Over the next two weeks, the allies will test their command-and-control, communications, logistics and mobility procedures to address humanitarian and maritime security, Philippine defense officials said.
Their troops will also simulate retaking an oil-and-gas platform and practice an amphibious landing on a Philippine beach.
“The Balikatan exercise is designed not to address a particular concern but the whole lump in the spectrum of warfare,” Vice Admiral Alexander Lopez, the Philippine military’s exercise director, told a news conference.
“China is not part of the idea.”
Ash Carter, will be the first U.S. defense secretary to observe the exercises when he arrives next week, underscoring the significance of the war games for both countries.
China’s more assertive pursuit of its claims in the South China Sea over the past year or so has included land reclamation and the construction of air and port facilities on some isles and reefs.
The United States has conducted what it calls “freedom of navigation” patrols in the area, sailing near disputed islands controlled by China to underscore its right to navigate the seas.
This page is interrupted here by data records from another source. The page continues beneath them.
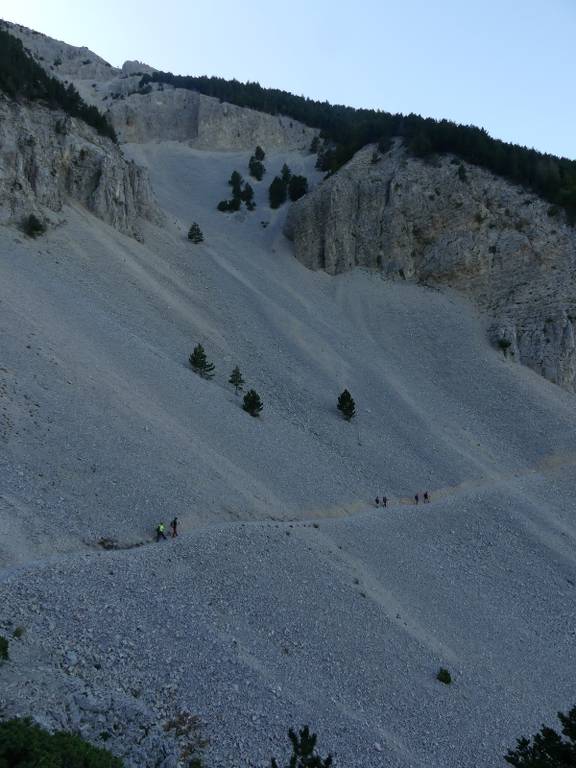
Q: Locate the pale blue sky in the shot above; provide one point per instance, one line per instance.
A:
(507, 65)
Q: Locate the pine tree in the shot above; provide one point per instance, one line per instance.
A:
(304, 751)
(256, 169)
(236, 379)
(277, 193)
(195, 234)
(297, 187)
(252, 403)
(347, 405)
(247, 193)
(548, 749)
(200, 364)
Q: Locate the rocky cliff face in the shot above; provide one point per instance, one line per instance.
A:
(446, 223)
(203, 122)
(48, 159)
(165, 113)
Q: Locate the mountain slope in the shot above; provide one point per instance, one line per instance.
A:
(287, 598)
(445, 223)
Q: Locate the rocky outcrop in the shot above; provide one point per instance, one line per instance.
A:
(446, 223)
(48, 159)
(205, 123)
(164, 112)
The patrols have drawn sharp rebukes from China but despite that, U.S. officials have made clear the United States would continue to challenge what it considers China’s unfounded maritime claims.
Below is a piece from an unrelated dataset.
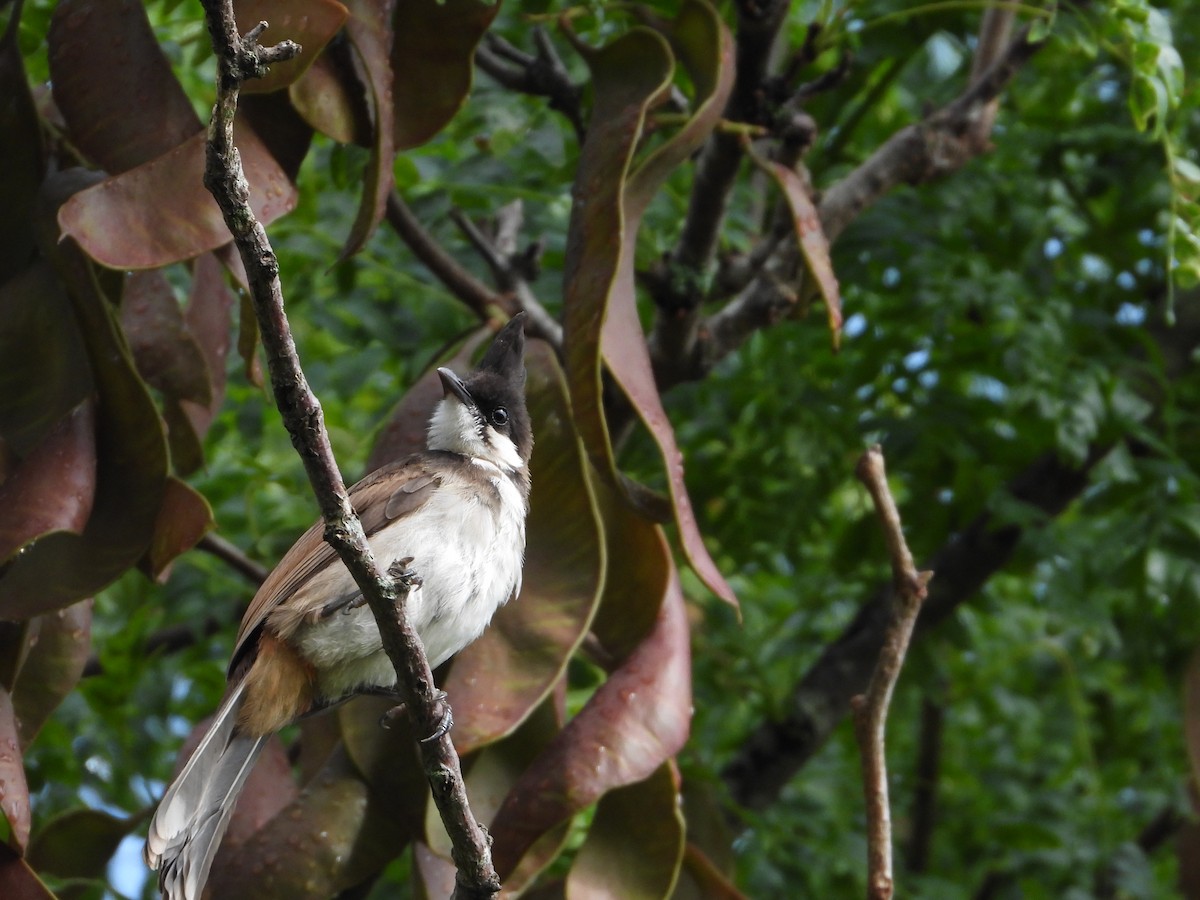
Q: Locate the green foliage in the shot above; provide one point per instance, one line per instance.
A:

China claims almost the entire South China Sea, believed to have huge deposits of oil and gas. Brunei, Malaysia, the Philippines, Taiwan and Vietnam also have claims to parts of the waters, through which about $5 trillion in trade is shipped every year.
The Philippines has sought international arbitration on the dispute and a decision is expected late this month or in early May. China has declined to take part in the case.
Lieutenant-General John Toolan, commander of U.S. Marine forces in the Pacific, told the news conference it was prudent to plan for any situation that could occur and to practice how the two allies would likely respond.
Asked if that included a security crisis in the South China Sea, Toolan said: “It does, absolutely.”
Toolan said U.S. forces would for the first time in the Philippine exercises fire a long-range truck-mounted multiple-rocket launcher known as the high mobility artillery rocket system (HIMARS).
A small contingent of Australian troops will join the exercises while Vietnam and Japan have sent officers to observe.